Fabry disease (FD), a rare X-linked lysosomal storage disorder, is caused by mutations in the α-galactosidase A gene gene encoding α-galactosidase A (α-Gal A). The functional deficiency of α-Gal A results in progressive accumulation of neutral glycosphingolipids, causing multi-organ damages including cardiac, renal, cerebrovascular systems. The current treatment is comprised of enzyme replacement therapy (ERT), oral pharmacological chaperone therapy and adjunctive supportive therapy. ERT has been introduced 20 years ago, changing the outcome of FD patients with proven effectiveness. However, FD patients have many unmet needs. ERT needs a life-long intravenous therapy, inefficient bio-distribution, and generation of anti-drug antibodies. Migalastat, a pharmacological chaperone, augmenting α-Gal A enzyme activity only in patients with mutations amenable to the therapy, is now available for clinical practice.
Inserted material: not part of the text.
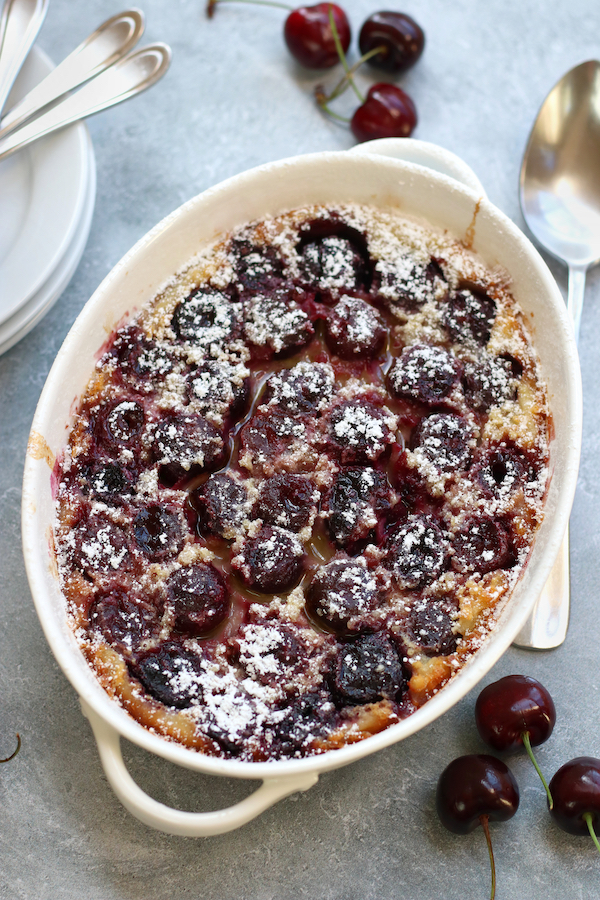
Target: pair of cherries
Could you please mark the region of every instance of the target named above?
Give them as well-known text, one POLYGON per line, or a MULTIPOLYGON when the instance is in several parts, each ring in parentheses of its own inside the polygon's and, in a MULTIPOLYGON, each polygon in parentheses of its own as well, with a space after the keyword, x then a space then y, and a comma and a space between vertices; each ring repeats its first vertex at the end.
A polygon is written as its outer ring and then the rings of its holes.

Furthermore, these therapies should be initiated before the organ damage becomes irreversible. Development of novel drugs aim at improving the clinical effectiveness and convenience of therapy. Clinical trial of next generation ERT is underway. Polyethylene glycolylated enzyme has a longer half-life and potentially reduced antigenicity, compared with standard preparations with longer dosing interval. Moss-derived enzyme has a higher affinity for mannose receptors, and seems to have more efficient access to podocytes of kidney which is relatively resistant to reach by conventional ERT. Substrate reduction therapy is currently under clinical trial. Gene therapy has now been started in several clinical trials using in vivo and ex vivo technologies. Early results are emerging. Other strategic approaches at preclinical research level are stem cell-based therapy with genome editing and systemic mRNA therapy.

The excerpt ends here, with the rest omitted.